The Operations Center cache went through a couple of improvement to make it work at scale:

  • CJP-8620: Colossal Credentials Cache Causes Cataclysmic Contention: Thread contention and synchronous save may causes severe performances problems on the controller, especially when the cache is large. This was fixed in operations-center-client 2.107.1.5)

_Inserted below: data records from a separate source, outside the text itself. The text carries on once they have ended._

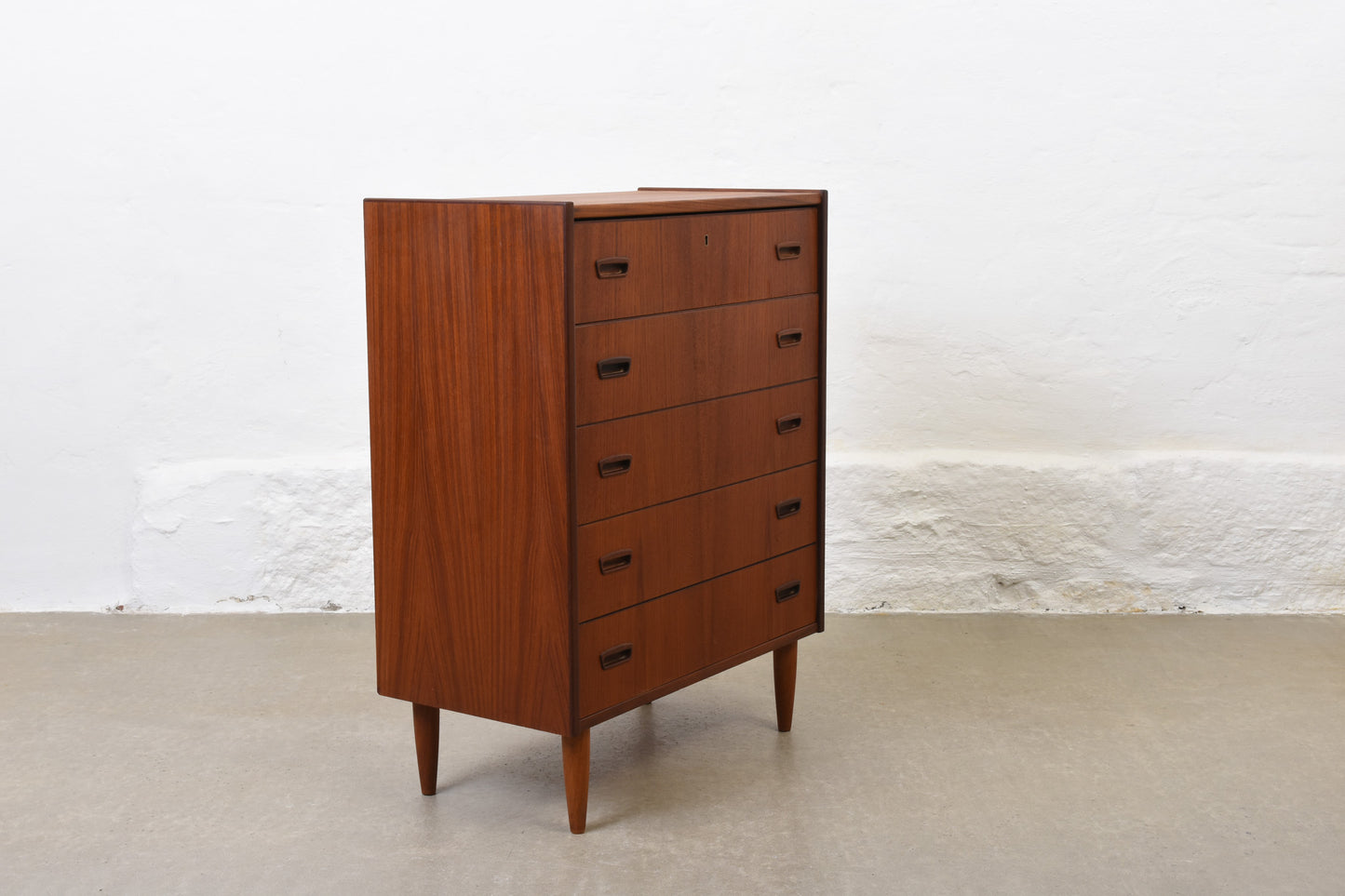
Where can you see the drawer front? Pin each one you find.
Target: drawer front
(635, 461)
(625, 268)
(664, 639)
(652, 552)
(785, 253)
(617, 264)
(631, 367)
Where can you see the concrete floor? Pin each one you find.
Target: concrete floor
(930, 755)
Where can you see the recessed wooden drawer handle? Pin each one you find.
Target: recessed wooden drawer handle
(615, 655)
(615, 561)
(613, 466)
(612, 268)
(613, 368)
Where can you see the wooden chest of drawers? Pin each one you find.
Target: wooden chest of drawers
(596, 427)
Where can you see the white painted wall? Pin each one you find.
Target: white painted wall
(1087, 276)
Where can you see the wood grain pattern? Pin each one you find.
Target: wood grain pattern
(693, 355)
(693, 448)
(686, 541)
(704, 260)
(470, 435)
(692, 628)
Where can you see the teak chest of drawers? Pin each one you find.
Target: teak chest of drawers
(596, 427)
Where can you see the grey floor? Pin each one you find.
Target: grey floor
(928, 755)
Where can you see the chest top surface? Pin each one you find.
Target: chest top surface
(656, 201)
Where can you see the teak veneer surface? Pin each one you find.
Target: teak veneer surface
(664, 202)
(513, 579)
(680, 542)
(693, 448)
(693, 355)
(470, 444)
(693, 261)
(689, 630)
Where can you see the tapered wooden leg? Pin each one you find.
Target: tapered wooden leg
(786, 665)
(426, 745)
(574, 755)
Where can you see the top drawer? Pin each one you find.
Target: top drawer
(632, 267)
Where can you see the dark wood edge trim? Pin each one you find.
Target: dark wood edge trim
(821, 193)
(479, 202)
(822, 409)
(572, 449)
(715, 669)
(601, 214)
(369, 397)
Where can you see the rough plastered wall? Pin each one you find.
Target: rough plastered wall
(1087, 277)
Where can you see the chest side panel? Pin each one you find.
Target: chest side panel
(470, 449)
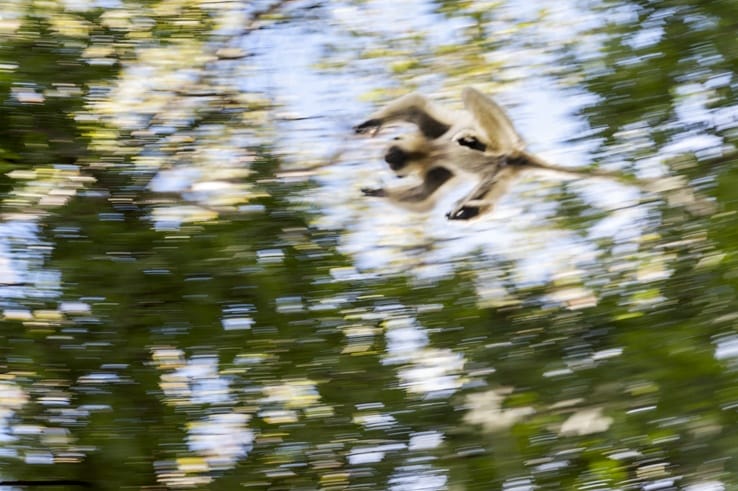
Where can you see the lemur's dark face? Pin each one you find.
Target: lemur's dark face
(407, 154)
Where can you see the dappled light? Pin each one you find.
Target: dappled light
(197, 294)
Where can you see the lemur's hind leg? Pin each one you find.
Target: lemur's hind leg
(419, 197)
(485, 195)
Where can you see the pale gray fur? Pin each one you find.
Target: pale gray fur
(480, 141)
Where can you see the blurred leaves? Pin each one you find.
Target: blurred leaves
(176, 316)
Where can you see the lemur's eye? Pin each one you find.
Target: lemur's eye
(471, 142)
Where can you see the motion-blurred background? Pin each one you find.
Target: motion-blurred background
(195, 295)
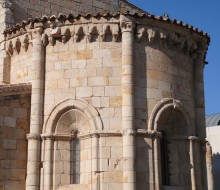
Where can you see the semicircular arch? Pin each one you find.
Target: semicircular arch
(67, 108)
(164, 105)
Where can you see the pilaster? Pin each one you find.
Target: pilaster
(33, 175)
(129, 174)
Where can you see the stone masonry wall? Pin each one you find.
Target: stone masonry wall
(14, 125)
(54, 7)
(90, 71)
(21, 66)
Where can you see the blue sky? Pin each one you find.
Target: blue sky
(202, 14)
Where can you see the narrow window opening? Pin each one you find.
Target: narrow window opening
(75, 162)
(164, 160)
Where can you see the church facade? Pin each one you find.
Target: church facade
(108, 100)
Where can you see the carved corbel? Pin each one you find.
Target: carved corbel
(45, 39)
(103, 32)
(25, 43)
(78, 32)
(127, 27)
(17, 46)
(66, 35)
(10, 48)
(163, 37)
(141, 31)
(115, 32)
(151, 35)
(56, 32)
(92, 31)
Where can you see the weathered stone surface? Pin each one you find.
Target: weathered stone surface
(103, 88)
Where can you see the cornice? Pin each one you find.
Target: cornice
(148, 27)
(15, 89)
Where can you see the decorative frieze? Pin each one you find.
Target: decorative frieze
(166, 38)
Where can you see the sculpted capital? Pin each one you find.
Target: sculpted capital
(127, 23)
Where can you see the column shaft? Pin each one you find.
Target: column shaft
(192, 172)
(33, 175)
(129, 173)
(209, 167)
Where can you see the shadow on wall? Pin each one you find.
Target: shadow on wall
(216, 170)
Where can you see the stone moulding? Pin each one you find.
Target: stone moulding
(67, 28)
(161, 107)
(90, 112)
(15, 89)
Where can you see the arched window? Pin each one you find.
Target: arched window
(75, 161)
(67, 146)
(174, 149)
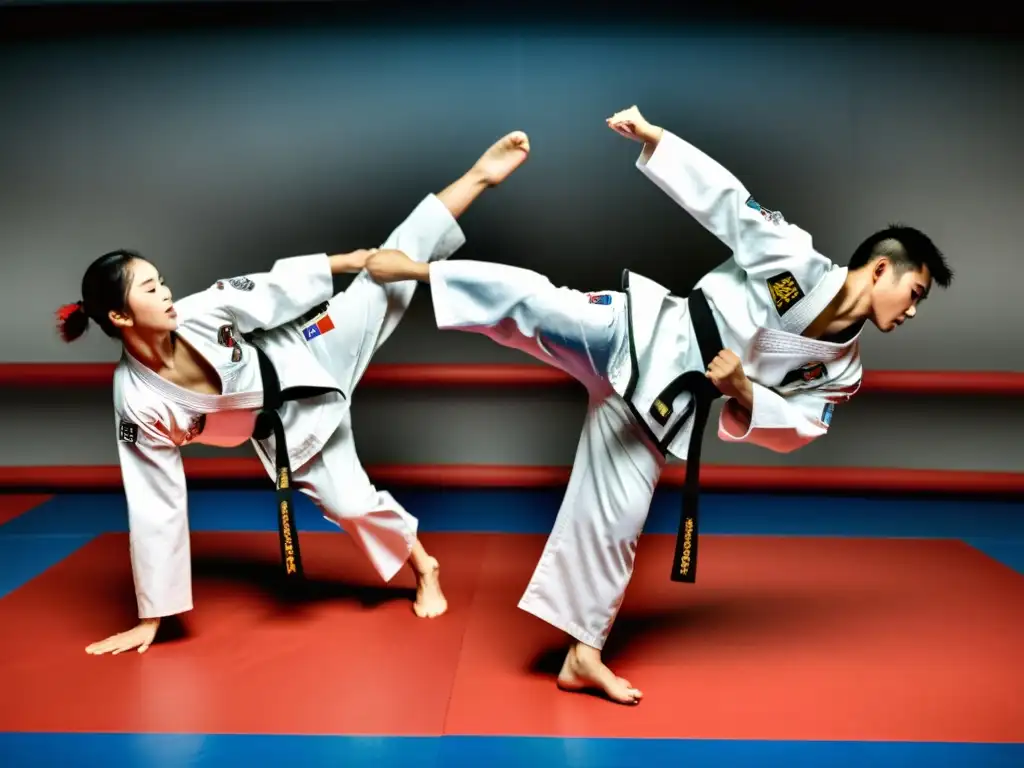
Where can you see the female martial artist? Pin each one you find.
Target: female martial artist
(197, 371)
(774, 329)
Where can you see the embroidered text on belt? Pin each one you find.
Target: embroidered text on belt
(268, 422)
(702, 393)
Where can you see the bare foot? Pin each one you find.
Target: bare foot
(584, 671)
(430, 601)
(505, 156)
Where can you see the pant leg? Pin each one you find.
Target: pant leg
(522, 309)
(336, 481)
(366, 313)
(587, 563)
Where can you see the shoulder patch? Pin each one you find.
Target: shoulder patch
(127, 432)
(773, 217)
(785, 292)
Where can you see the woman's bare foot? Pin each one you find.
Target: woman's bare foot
(430, 601)
(584, 670)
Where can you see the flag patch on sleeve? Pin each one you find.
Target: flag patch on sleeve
(128, 432)
(318, 328)
(242, 284)
(826, 413)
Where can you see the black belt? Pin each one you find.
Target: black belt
(268, 422)
(702, 392)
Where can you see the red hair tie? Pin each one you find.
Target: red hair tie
(65, 313)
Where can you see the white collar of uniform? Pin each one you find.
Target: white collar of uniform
(206, 403)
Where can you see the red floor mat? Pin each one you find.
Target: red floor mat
(354, 660)
(12, 505)
(782, 638)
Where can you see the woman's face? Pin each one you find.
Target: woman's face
(150, 305)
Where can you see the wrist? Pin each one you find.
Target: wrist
(651, 139)
(745, 393)
(343, 263)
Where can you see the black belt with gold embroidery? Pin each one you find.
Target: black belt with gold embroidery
(684, 564)
(268, 422)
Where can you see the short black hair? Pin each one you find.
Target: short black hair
(906, 248)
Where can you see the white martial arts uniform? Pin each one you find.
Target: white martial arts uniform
(632, 343)
(312, 340)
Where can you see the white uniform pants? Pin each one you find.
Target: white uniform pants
(587, 563)
(365, 315)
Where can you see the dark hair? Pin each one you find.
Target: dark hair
(104, 289)
(906, 248)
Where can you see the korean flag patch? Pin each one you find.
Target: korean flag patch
(243, 284)
(128, 432)
(826, 414)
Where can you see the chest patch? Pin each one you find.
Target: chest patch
(785, 292)
(225, 337)
(805, 374)
(196, 427)
(128, 432)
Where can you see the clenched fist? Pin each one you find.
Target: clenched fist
(631, 123)
(726, 373)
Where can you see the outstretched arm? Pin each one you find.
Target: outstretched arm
(158, 529)
(762, 242)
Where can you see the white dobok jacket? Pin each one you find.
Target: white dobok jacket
(763, 297)
(155, 418)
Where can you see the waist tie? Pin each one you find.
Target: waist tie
(268, 422)
(702, 392)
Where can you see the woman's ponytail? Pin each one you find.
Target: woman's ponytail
(72, 321)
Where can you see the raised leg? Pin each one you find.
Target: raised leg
(580, 333)
(368, 312)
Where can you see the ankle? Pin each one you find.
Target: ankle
(585, 653)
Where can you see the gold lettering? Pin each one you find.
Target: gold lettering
(684, 562)
(784, 291)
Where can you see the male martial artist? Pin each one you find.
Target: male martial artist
(775, 329)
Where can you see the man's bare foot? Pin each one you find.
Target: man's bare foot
(502, 158)
(584, 670)
(430, 601)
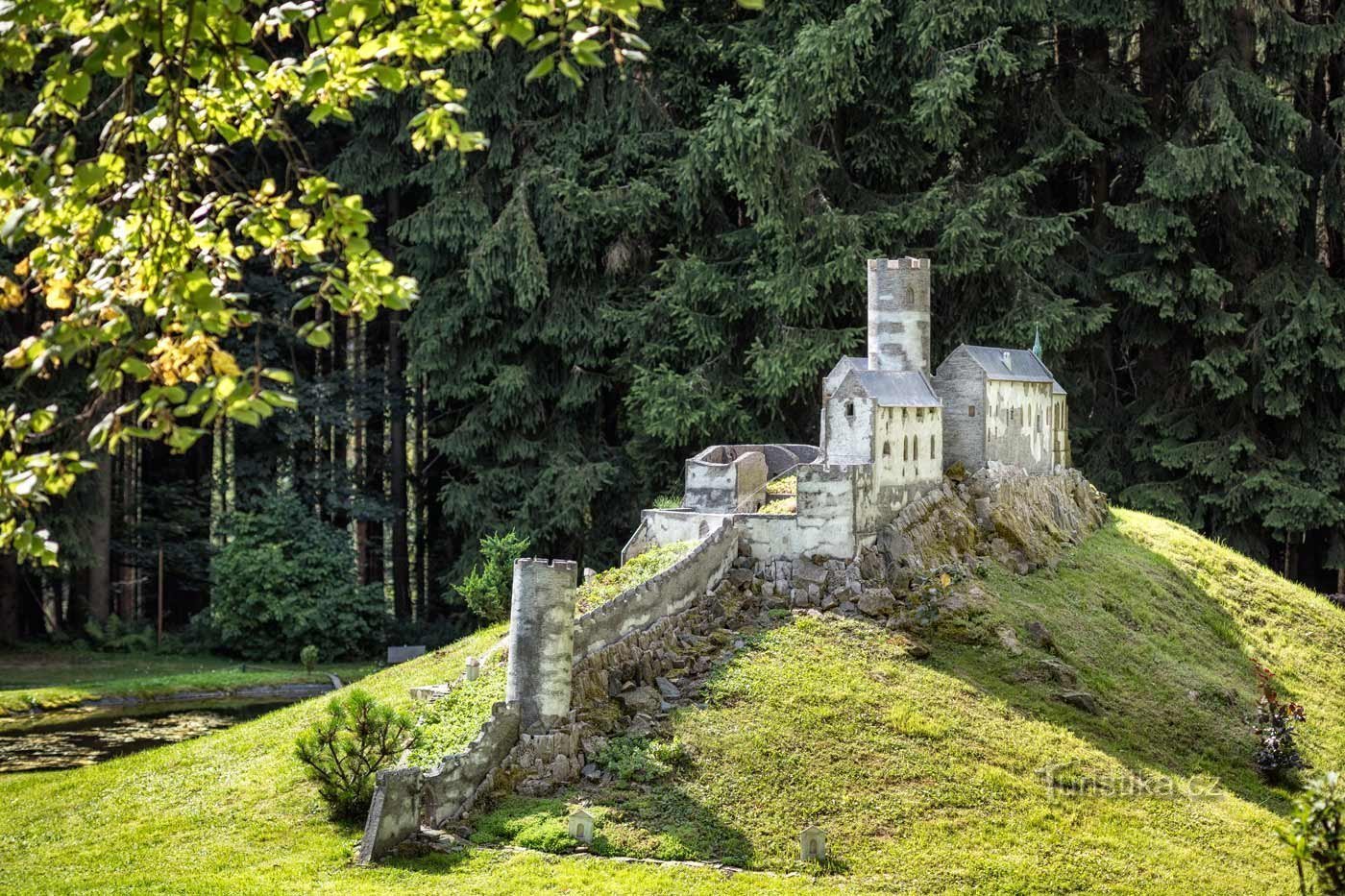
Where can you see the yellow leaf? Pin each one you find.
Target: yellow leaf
(224, 363)
(11, 295)
(58, 295)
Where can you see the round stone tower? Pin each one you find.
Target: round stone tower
(541, 635)
(898, 314)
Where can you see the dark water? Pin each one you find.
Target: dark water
(83, 738)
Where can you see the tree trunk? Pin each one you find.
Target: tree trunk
(100, 543)
(423, 499)
(374, 432)
(9, 599)
(397, 448)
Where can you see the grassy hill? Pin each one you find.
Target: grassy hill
(927, 775)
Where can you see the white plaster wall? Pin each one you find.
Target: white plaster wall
(1060, 430)
(1018, 424)
(847, 439)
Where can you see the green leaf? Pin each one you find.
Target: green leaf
(76, 89)
(541, 69)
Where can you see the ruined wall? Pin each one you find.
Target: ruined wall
(668, 526)
(541, 630)
(451, 788)
(962, 386)
(393, 812)
(666, 593)
(1018, 424)
(721, 478)
(834, 509)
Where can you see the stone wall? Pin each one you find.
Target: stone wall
(452, 787)
(663, 594)
(393, 811)
(1018, 429)
(829, 520)
(961, 383)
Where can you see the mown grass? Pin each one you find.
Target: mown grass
(57, 678)
(925, 775)
(935, 774)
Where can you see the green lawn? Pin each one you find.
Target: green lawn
(925, 775)
(56, 678)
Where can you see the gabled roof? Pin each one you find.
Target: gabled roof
(894, 388)
(838, 373)
(1022, 365)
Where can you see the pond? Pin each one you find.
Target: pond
(69, 739)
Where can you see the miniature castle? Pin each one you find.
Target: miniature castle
(890, 430)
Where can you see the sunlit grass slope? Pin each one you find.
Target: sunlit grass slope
(925, 775)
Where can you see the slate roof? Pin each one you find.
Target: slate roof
(1024, 366)
(896, 389)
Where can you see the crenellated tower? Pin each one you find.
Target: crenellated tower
(898, 314)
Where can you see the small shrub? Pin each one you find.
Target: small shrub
(1315, 835)
(1277, 755)
(345, 750)
(486, 588)
(285, 579)
(641, 759)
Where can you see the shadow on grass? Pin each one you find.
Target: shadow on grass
(1167, 664)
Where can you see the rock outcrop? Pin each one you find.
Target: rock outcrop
(1022, 521)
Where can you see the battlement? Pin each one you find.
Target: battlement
(900, 264)
(537, 564)
(898, 314)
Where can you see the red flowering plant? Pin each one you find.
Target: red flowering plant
(1277, 755)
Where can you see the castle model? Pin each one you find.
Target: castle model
(890, 430)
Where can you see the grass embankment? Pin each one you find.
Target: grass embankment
(57, 678)
(925, 775)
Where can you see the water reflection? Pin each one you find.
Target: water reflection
(71, 739)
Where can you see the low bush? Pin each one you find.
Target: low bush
(1277, 754)
(1317, 837)
(345, 750)
(284, 580)
(487, 588)
(632, 758)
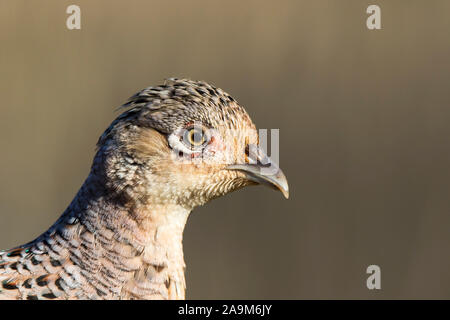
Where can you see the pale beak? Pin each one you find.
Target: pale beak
(263, 171)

  • CTR-788: Slowdown when credentials cache file gets big: The credentials cache can grow very large and cause severe performance problems at some extents (when the file reaches 100s of MB). This was fixed with a new implementation of the cache that avoid duplication and clean out entries periodically in operations-center-client 2.249.0.12)

Resolution

The recommended solution is to upgrade CloudBees CI to version 2.263.1.2 or later

Workaround

Due to the fact that upgrading an instance requires a lot of planning and testing, in the meantime and in order to reduce the impact of this issue the following workaround may be used:

Clearing the cache periodically

The following script can be used to reduce the probability of the issue from happening. The script flushes the cache, the performance improvement should be immediate:

import com.cloudbees.plugins.credentials.Credentials
import java.util.HashMap
import com.cloudbees.opscenter.client.plugin.OperationsCenterCredentialsProvider

provider = ExtensionList.lookup(OperationsCenterCredentialsProvider.class).get(0)
provider.lock.writeLock().lock();
println 'Cleaning credentials cache. Lock acquired...'
try {
  provider.cache = new HashMap<String, List<? extends Credentials>>();
  provider.saveCache()
  println 'Cache cleaned'
} finally {
  provider.lock.writeLock().unlock();
  println 'Lock released'
}

This may be executed from Manage Jenkins  Script Console when the issue happens. It may well be automated and run periodically.

Disable the Cache

Another workaround is to disable the cache by adding the system property com.cloudbees.opscenter.client.plugin.OperationsCenterCredentialsProvider.cache.disabled=true to your controller:

This would impact the lookup of Credentials defined in Operations Center and used by the controller. In case the Operations Center is down or not connected, the controller cannot access those credentials. This impact for example features like Shared Agents that need credentials to be defined in Operations Center.